To build a Proactive Customer Retention (PCR) Strategy, an analytical model is developed leveraging past customer data, historical attritions, identification of specific attributes of attriting customers, and the weightage that each of these attributes carry.

Depending on whether it is a B2B or B2C business, magnitude of data capture, number of customers, frequency of purchase, etc. will vary. Typically, a B2B business will have lower numbers of customers and less transactions of higher value or contracts for a longer period; however such businesses tend to capture more details for each of their customers, their usage and purchasing patterns.  A B2C business on the other hand will primarily capture sales data. In such a scenario, building the model parameters around recency of purchase, frequency of purchase, tenure with the business and transaction value will be key.
Once the PCR model has been build and factors identified, current customers are scored based on the model results to understand their engagement level and ‘at-risk’ Customers identified. ‘At-risk’ customers may further be segmentated on basis of geography, transaction size or industry segment to develop segment specific retention strategies.

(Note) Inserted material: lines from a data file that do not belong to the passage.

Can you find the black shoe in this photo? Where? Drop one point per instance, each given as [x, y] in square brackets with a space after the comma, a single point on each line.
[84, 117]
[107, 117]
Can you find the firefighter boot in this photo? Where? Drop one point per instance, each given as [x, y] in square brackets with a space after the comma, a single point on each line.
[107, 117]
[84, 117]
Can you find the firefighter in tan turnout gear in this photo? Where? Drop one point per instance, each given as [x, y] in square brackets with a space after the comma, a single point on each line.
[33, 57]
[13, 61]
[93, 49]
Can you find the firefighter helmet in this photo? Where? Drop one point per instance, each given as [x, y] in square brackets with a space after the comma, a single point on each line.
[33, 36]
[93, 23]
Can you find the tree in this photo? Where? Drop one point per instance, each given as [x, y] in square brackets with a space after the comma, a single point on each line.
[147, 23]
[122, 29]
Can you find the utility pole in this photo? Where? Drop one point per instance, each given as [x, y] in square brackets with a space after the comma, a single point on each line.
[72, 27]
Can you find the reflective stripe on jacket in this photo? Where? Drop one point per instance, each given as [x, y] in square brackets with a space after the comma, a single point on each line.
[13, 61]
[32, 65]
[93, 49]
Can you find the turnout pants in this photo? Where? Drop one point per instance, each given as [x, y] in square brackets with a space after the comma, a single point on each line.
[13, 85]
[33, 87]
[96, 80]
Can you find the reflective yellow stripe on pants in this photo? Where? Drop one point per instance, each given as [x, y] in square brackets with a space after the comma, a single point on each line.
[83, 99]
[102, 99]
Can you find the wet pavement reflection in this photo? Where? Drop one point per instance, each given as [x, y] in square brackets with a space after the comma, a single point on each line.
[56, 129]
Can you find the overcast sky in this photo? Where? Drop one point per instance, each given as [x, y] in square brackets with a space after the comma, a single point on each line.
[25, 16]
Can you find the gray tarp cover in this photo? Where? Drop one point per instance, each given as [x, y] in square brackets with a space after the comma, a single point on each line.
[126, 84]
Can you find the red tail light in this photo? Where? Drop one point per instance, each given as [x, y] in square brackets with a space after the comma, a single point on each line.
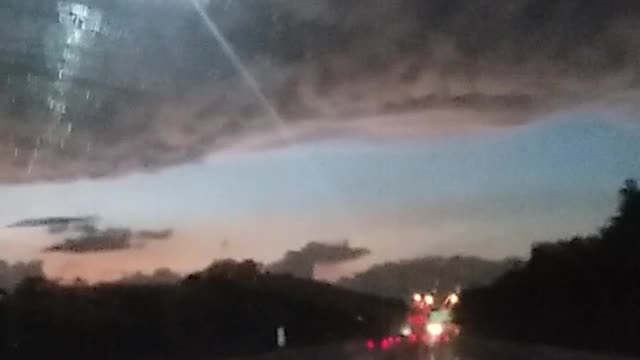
[371, 344]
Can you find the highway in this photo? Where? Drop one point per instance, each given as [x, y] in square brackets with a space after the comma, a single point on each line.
[463, 349]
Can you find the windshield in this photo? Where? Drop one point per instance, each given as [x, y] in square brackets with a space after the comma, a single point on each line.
[187, 166]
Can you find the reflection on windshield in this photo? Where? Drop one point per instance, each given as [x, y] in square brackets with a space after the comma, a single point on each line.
[232, 177]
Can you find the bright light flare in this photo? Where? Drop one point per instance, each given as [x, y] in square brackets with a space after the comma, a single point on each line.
[405, 331]
[454, 299]
[435, 329]
[428, 299]
[371, 344]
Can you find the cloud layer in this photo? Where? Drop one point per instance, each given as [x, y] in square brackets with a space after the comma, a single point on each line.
[82, 235]
[108, 94]
[301, 263]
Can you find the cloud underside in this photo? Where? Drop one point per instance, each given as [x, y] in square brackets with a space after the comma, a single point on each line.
[301, 263]
[81, 235]
[330, 69]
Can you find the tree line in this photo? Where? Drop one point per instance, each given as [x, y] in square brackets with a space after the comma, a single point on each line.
[230, 308]
[581, 292]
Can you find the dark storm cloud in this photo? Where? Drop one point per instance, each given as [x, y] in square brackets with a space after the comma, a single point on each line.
[52, 221]
[109, 93]
[95, 241]
[301, 262]
[89, 239]
[154, 234]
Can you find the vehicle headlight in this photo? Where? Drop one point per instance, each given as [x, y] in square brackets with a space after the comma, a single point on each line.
[405, 331]
[435, 329]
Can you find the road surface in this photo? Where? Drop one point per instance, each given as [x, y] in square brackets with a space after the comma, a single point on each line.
[463, 349]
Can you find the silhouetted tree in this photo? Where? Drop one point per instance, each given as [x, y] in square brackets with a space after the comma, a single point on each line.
[580, 292]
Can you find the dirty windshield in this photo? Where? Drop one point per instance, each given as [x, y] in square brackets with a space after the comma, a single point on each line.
[339, 179]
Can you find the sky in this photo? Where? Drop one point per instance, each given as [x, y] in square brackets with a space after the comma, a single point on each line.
[490, 194]
[253, 128]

Next, a retention strategy needs to be developed. The retention strategy could be a periodic phone call to at-risk customers, offering limited period discounts, packaging two or more products/services together, customizing the product or service to suit a particular customer’s requirement, etc.  In addition, the PCR model can be employed to determine overall influx and outflux of customers, expected uplift from retention initiatives, and to predict future sales. A robust PCR strategy will also ensure that the model is refined and updated with fresh data from time to time.